About 31.2 million travelers are traveling this Memorial Day, up 5.4 percent from last year, according to projections from AAA. The majority of them -- 61 percent -- will spend at least some time with friends and relatives over the long weekend.
"While the economy continues to be rocked by waves of occasional uncertainty, improved economic performance from one year ago should cause more Americans to take vacations this Memorial Day holiday weekend," said Glen MacDonell, director of AAA Travel Services.
Most of those travelers -- 87 percent, according to AAA -- plan to make their journeys by car. The average distance traveled by Americans this Memorial Day holiday is expected to reach 626 miles, about the same as last year.
"Memorial Day is very much a driving vacation," said Anne Banas, executive editor of travel website SmarterTravel "People do fly for Memorial Day but more people hit the road."
Her advice: figure out your traffic hot spots in advance, and try to time your trip to travel through them at off-peak hours.
"Instead of heading out Friday night after work, consider driving Saturday morning instead. Or maybe -- if you can -- get a jump on the holiday and head out Thursday," she said.
AAA said that hotel prices will be down slightly, but probably not enough to see significant savings. Nights at three-diamond properties will drop to and average of $141.60 a night, from $142.45 last year. Two-diamond lodgings will be down 4 percent at an average cost of $99 a night.
And don't expect to be able to just walk into any hotel.
"Increased travel can also mean reduced availability, especially in markets like central Florida, where the opening of exciting new attractions is expected to make the area one of the summer's most popular destinations," MacDonell said.
Still, Banas said there are bargains to be found out there. While airlines can cut the number of seats available to passengers simply by not flying a plane, hotels can't eliminate rooms. That means there is a large oversupply, and many owners will cut rates to fill vacant rooms, especially at the last minute.
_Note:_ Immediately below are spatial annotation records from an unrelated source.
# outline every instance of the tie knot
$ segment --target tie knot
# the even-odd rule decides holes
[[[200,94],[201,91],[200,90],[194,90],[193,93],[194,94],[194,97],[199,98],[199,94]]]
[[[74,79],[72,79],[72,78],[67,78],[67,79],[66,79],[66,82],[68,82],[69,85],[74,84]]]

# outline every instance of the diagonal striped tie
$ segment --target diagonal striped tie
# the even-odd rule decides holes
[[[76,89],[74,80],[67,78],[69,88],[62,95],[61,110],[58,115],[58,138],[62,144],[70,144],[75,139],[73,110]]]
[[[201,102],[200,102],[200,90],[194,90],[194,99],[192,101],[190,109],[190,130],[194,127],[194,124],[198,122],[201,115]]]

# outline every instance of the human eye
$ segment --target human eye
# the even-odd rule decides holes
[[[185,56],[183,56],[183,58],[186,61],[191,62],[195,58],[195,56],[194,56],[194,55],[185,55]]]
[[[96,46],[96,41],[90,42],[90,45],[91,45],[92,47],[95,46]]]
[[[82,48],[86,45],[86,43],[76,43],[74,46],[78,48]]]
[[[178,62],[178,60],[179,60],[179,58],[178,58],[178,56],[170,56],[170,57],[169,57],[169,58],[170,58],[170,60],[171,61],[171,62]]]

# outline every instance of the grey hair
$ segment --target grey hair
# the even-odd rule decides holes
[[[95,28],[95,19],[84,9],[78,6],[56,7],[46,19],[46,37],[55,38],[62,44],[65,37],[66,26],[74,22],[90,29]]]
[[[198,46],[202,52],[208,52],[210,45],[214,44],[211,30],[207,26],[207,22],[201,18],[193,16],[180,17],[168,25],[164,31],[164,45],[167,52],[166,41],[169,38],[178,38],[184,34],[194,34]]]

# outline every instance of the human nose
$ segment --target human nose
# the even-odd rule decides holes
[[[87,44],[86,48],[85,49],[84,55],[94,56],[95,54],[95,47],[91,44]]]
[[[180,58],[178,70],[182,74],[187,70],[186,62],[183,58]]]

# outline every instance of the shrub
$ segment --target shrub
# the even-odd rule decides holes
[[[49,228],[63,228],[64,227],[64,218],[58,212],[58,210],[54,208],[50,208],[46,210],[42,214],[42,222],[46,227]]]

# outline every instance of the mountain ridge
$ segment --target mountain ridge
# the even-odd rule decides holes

"There are a lot of hotels that are slashing prices," Banas said. "I think you could find some really good deals at places within a day's drive."
Leisure air travel is also expected to grow slightly -- about 2.4 percent according to AAA -- with 2.15 million holiday fliers expected over the weekend. Don't expect any last-second discounts here.
"Fares are up from last year, there's no question," said George Hobica, president of airfarewatchdog.com. "In past years, we're talking about the last five years, when business was slower, they had last-minute holiday sales for off-peak travel. We saw fewer and fewer of those even last year."
Hobica recommends passengers arrive at the airport extra early during the busy holiday period.
"The earlier you get to the airport, the better the chances are that you're going to make your connection, because the airlines will be able to put you on an earlier flight at no cost" if there is a delay, he said.
There is no wiggle room in the system anymore, Hobica said, and flights are so full, even in nonpeak travel times.